Aber nur ganz kurz. Eigentlich nur ein oder zwei Sätze, die schon geeignet sind, die Krankheit zu verdeutlichen, an der viele Journalisten leiden: Bornierte Ignoranz und Faktenresistenz. Obwohl man ja nur mal nachgucken müßte. Worum es geht? Nachdem es der gebildete Zeitgenosse geschafft hat, die eigenwillige Titelzeile "Als Jesus noch ein Guru war" zu ignorieren (weiß er doch, daß innen drin wieder eine dieser "Spiegel"-typischen seitenlangen, pseudotheologischen Abhandlungen auf ihn wartet, voller Halbbildung, voller Halbwahrheiten, garniert mit viel Kolportage), wird er bereit im Editorial, im ersten Satz, in seinen Befürchtungen bestätigt: "Jesus war Maurer".
Jetzt ist der gebildete Leser eigentlich so weit, das ganze Ding einfach wieder zuzuklappen und wegzulegen, aber neugierig geworden, will er zumindest wissen, wie Autor Matthias Schulz zu dieser originellen Aussage kommt und ob er sie begründet. Und tatsächlich, auf Seite 146 ist über Jesus zu lesen:
"Markus zufolge war er 'Bauhandwerker' – solche Leute mörtelten und setzten Steine. Erst Luther machte aus ihm einen 'Zimmermann'."
Faszinierend. Drei Fehler in zwei Sätzen, das ist nicht schlecht. Also:
Im Markusevangelium, Kapitel 6, Vers 3 steht im griechischen Orignaltext ὁ τέκτων, was zunächst ganz allgemein "Handwerker" bedeutet, einer, der eine τέχνη, eine Technik beherrscht. Man könnte auch "Bauarbeiter" sagen, allerdings war ein τέκτων in der Regel mit hölzernen Gegenständen befaßt, nicht ausnahmslos, aber vornehmlich. Jede Bibelübersetzung seit der Vulgata oder der gotischen Wulfilabibel, wirklich jede hat also dieses Wort bis in die Gegenwart hinein als "Zimmermann" oder "Tischler" übersetzt. Auch Martin Luther tat dies, wie üblich in engster und strengster Anlehnung an den Urtext. Wie es dem Reformator überhaupt gelungen ist, in seiner Übersetzung des Neuen Testaments großartiges Deutsch mit wörtlicher Übertragung zu verbinden, wie jeder bestätigen wird, der des Altgriechischen mächtig ist.
Es ist wirklich ärgerlich, wenn manche Autoren glauben, jeden Dienstag morgen das Rad neu erfinden zu müssen und dabei von der Umwelt zu erwarten, diese phantastische Idee auch gebührend zu würdigen.

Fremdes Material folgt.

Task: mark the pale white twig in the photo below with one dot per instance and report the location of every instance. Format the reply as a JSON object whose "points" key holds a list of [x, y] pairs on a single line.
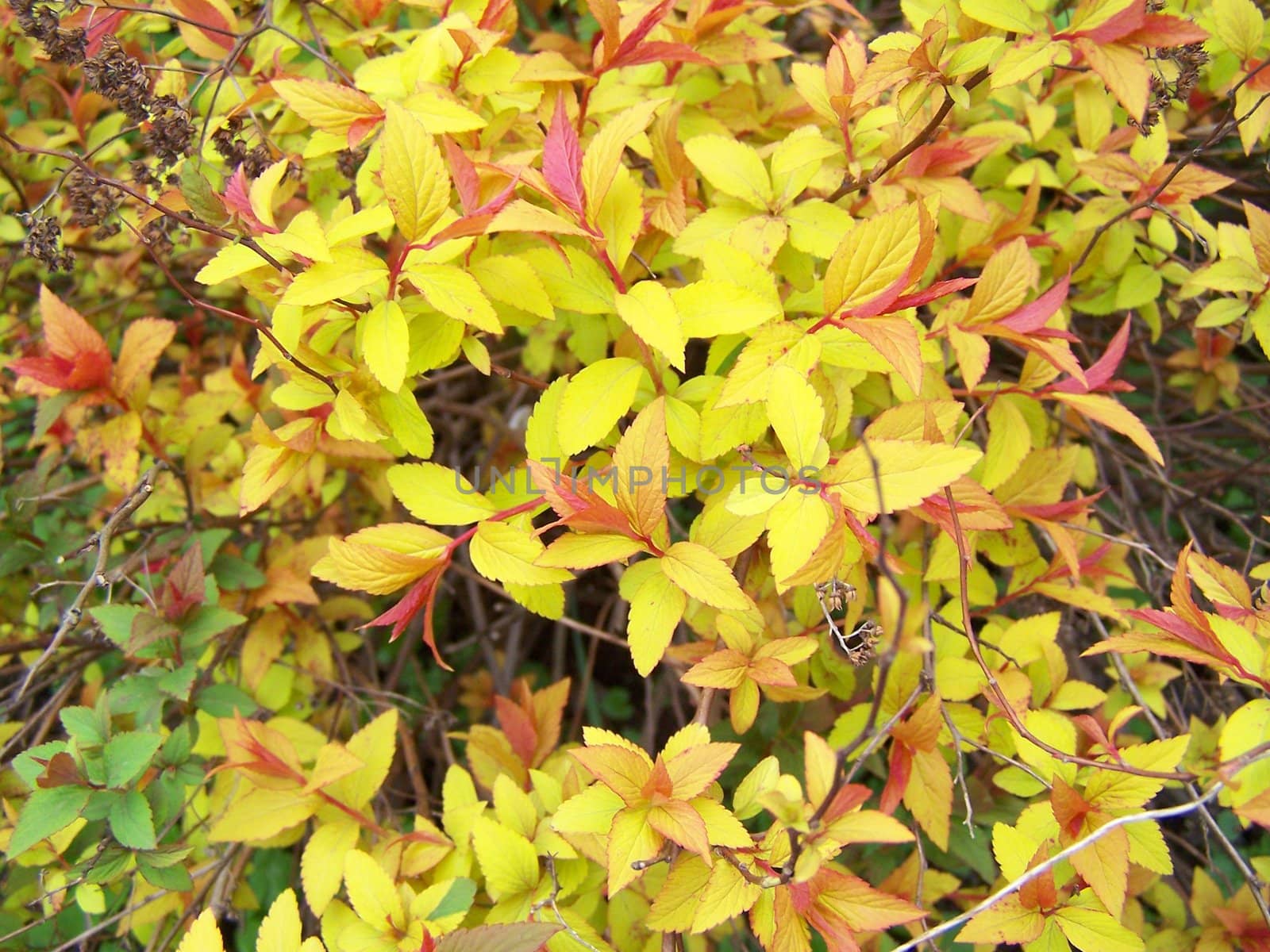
{"points": [[1014, 885]]}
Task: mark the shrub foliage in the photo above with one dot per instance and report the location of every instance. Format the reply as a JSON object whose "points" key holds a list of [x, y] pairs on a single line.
{"points": [[698, 475]]}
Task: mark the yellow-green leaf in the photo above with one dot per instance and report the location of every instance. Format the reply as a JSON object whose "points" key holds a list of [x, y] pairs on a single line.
{"points": [[327, 106], [503, 552], [387, 343], [704, 575], [907, 473], [649, 310], [596, 399], [414, 177], [657, 608], [436, 494], [733, 168]]}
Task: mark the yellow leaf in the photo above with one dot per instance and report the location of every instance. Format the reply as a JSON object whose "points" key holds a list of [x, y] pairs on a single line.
{"points": [[375, 746], [321, 866], [327, 106], [229, 263], [596, 397], [1010, 16], [522, 216], [605, 152], [406, 423], [795, 527], [704, 577], [333, 762], [1105, 866], [507, 860], [725, 896], [260, 814], [436, 494], [1117, 790], [929, 795], [279, 932], [588, 550], [590, 812], [679, 903], [1003, 285], [1005, 922], [144, 343], [1124, 70], [349, 272], [649, 310], [503, 552], [908, 471], [798, 416], [711, 308], [381, 559], [1009, 442], [387, 343], [1092, 928], [438, 111], [414, 177], [260, 194], [630, 839], [455, 294], [657, 608], [873, 257], [733, 168], [203, 936], [1238, 25], [512, 281], [372, 894], [1113, 414], [1022, 61], [641, 463]]}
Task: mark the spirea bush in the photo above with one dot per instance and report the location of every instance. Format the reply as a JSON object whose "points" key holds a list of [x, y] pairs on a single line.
{"points": [[634, 476]]}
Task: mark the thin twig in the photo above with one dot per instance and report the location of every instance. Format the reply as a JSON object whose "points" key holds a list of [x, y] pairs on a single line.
{"points": [[1016, 884]]}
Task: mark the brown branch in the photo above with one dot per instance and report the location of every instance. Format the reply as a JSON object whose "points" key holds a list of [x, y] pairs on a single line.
{"points": [[1227, 125], [916, 143], [243, 319], [101, 541]]}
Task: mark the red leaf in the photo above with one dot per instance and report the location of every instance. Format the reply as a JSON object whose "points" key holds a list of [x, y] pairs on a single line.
{"points": [[660, 51], [238, 201], [464, 175], [184, 587], [935, 291], [1033, 317], [577, 505], [562, 160], [1099, 376], [897, 778], [78, 357], [1113, 29], [645, 25], [421, 597], [1161, 29], [518, 727]]}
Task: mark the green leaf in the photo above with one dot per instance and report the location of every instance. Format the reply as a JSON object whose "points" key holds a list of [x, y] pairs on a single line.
{"points": [[167, 877], [84, 727], [46, 812], [127, 754], [224, 700], [205, 622], [116, 621], [131, 820], [457, 899]]}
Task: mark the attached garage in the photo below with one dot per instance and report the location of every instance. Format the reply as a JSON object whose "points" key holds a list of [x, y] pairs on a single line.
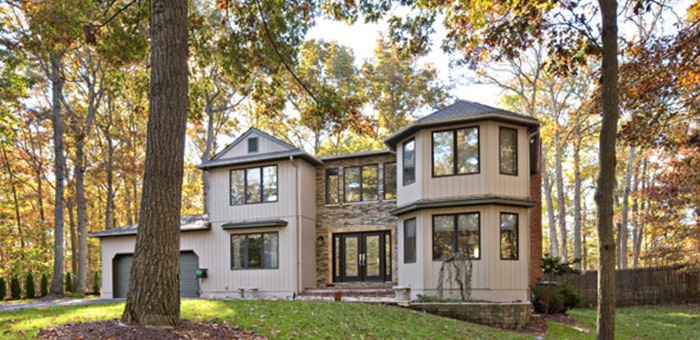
{"points": [[189, 262]]}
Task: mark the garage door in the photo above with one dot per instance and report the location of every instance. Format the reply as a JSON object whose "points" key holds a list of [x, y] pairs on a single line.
{"points": [[189, 262]]}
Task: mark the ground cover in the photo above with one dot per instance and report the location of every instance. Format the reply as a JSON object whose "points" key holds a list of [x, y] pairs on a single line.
{"points": [[304, 319]]}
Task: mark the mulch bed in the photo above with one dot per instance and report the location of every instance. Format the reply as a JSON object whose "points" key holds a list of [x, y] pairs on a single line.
{"points": [[113, 329]]}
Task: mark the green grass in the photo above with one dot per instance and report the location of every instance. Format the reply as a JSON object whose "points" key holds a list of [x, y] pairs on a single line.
{"points": [[299, 319], [641, 322]]}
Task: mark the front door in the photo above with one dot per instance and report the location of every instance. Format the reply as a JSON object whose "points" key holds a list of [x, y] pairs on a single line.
{"points": [[362, 256]]}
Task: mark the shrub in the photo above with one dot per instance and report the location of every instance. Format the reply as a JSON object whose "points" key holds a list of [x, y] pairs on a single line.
{"points": [[555, 298], [96, 283], [44, 285], [15, 288], [29, 286], [69, 283]]}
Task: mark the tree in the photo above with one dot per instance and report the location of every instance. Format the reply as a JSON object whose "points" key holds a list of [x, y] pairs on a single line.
{"points": [[153, 296], [502, 30]]}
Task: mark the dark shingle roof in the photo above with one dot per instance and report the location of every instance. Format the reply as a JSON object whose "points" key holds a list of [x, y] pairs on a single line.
{"points": [[187, 223], [460, 112]]}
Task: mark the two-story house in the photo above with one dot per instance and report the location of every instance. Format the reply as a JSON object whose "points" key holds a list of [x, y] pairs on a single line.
{"points": [[280, 220]]}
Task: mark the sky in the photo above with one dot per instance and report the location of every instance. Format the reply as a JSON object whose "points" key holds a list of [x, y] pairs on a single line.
{"points": [[362, 39]]}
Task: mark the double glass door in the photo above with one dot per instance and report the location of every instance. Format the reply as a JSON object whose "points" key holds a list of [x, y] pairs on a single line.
{"points": [[359, 257]]}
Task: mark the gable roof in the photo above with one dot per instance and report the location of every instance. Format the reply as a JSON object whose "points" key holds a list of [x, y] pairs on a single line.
{"points": [[288, 150], [460, 112], [187, 223]]}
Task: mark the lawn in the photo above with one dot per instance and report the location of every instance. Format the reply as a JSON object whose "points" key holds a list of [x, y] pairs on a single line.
{"points": [[298, 319]]}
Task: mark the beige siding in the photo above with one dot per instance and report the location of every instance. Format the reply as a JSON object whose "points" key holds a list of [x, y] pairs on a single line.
{"points": [[221, 210], [264, 146], [492, 278], [488, 181], [411, 192]]}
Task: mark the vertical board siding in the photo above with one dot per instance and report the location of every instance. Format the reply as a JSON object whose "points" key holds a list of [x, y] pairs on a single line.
{"points": [[501, 280], [489, 180]]}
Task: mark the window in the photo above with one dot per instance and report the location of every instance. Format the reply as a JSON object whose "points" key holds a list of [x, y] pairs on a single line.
{"points": [[456, 152], [458, 232], [332, 186], [409, 162], [253, 185], [508, 151], [252, 144], [409, 241], [361, 183], [250, 251], [509, 236], [389, 181]]}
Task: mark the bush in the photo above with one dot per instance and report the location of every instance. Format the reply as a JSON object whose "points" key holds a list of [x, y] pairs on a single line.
{"points": [[555, 298], [29, 286], [96, 283], [69, 283], [15, 288], [44, 285]]}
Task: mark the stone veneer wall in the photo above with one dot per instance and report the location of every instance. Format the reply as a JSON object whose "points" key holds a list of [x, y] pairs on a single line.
{"points": [[351, 217], [506, 315]]}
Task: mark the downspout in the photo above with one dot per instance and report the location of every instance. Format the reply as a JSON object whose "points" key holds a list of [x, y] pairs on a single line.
{"points": [[297, 216]]}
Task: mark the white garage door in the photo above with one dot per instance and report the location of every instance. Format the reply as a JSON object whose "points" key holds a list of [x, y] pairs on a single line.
{"points": [[189, 262]]}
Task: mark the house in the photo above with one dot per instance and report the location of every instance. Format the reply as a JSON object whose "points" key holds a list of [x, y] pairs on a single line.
{"points": [[282, 221]]}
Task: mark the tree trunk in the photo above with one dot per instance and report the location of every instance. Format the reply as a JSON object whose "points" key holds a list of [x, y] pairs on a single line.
{"points": [[577, 199], [606, 175], [623, 233], [561, 198], [553, 245], [153, 297], [57, 92], [80, 274], [15, 200]]}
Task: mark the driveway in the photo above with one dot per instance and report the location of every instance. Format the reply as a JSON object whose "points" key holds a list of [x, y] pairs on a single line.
{"points": [[59, 302]]}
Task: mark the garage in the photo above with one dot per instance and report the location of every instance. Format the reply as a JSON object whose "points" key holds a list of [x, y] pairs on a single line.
{"points": [[189, 262]]}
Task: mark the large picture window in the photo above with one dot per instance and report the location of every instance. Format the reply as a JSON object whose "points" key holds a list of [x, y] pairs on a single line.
{"points": [[456, 152], [409, 162], [409, 241], [253, 185], [456, 232], [360, 183], [509, 236], [508, 151], [389, 181], [255, 251], [332, 186]]}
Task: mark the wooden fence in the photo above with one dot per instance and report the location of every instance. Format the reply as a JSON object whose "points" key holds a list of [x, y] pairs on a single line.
{"points": [[643, 286]]}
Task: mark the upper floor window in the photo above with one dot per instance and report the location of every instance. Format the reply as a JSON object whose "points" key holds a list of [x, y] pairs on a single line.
{"points": [[509, 236], [389, 181], [457, 232], [251, 251], [361, 183], [456, 152], [253, 185], [332, 186], [252, 144], [508, 151], [409, 162], [409, 241]]}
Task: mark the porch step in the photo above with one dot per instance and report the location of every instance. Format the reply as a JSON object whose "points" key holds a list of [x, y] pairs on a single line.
{"points": [[378, 291]]}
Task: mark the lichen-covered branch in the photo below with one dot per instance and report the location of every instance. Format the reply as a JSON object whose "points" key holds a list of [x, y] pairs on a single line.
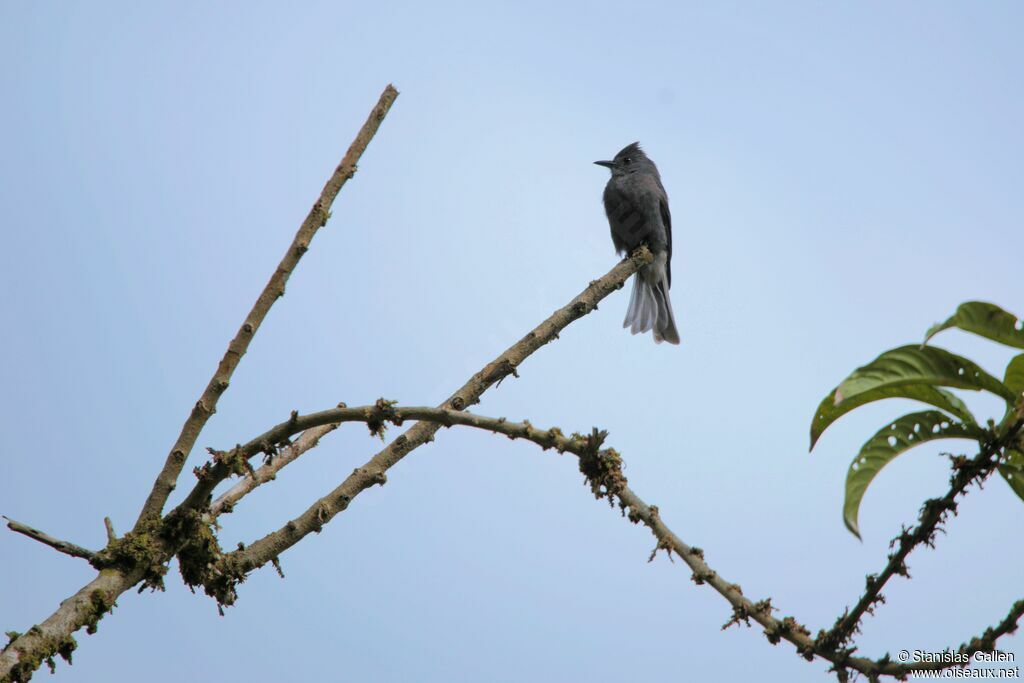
{"points": [[603, 470], [142, 553], [65, 547], [306, 441], [274, 289], [233, 566], [933, 513]]}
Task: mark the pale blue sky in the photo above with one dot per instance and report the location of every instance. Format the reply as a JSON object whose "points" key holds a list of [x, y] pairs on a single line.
{"points": [[841, 176]]}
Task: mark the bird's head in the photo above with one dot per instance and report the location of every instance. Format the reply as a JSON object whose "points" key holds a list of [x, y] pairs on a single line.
{"points": [[630, 160]]}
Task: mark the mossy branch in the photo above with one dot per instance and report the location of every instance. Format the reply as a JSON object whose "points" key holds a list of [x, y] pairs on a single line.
{"points": [[274, 289]]}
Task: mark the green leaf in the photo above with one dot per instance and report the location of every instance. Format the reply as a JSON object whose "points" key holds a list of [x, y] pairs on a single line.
{"points": [[828, 411], [1014, 378], [890, 441], [986, 319], [920, 365], [1012, 470]]}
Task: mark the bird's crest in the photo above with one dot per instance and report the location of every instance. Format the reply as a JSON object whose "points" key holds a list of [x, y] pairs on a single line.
{"points": [[633, 150]]}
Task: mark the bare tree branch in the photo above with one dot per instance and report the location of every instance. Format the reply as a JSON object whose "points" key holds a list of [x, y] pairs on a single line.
{"points": [[274, 289], [308, 440], [602, 467], [65, 547], [238, 563], [140, 555]]}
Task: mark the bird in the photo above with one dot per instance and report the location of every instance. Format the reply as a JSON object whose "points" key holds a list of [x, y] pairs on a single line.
{"points": [[637, 207]]}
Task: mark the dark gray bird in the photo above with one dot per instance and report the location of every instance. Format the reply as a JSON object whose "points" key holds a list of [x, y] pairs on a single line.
{"points": [[638, 213]]}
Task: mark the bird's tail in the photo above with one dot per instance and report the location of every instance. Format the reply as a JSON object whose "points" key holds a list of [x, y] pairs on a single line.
{"points": [[650, 308]]}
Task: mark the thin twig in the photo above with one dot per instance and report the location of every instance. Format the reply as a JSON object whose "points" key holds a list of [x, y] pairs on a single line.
{"points": [[932, 514], [53, 636], [603, 468], [374, 471], [308, 440], [274, 289], [65, 547]]}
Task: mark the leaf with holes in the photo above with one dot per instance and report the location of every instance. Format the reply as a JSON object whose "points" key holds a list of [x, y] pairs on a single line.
{"points": [[920, 365], [1014, 378], [828, 411], [986, 319], [1012, 470], [890, 441]]}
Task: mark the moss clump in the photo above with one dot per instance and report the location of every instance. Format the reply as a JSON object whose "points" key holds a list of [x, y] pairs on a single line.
{"points": [[602, 468], [203, 562], [45, 650], [136, 550]]}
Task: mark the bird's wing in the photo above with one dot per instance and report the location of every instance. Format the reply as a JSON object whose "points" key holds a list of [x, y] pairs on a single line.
{"points": [[616, 207], [667, 219]]}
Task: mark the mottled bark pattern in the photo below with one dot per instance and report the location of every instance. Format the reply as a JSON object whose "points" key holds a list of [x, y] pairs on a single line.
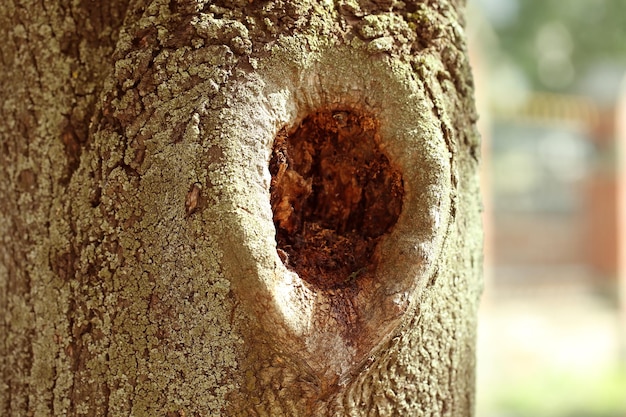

Wenn sich dem Leser bereits schon bei der ersten flüchtigen Lektüre solcher so entstandener Texte die Fehler geradezu aufdrängen, dann verliert er schlicht die Lust, weiterzulesen. Muß er doch erwarten, sich auch im restlichen Text einer ähnlich hohen Fehlerquote gegenüberzusehen.
Früher gab es dagegen ein Heilmittel namens Schlußredaktion.
Gemein: Unbemalte Ostereier im Schnee verstecken.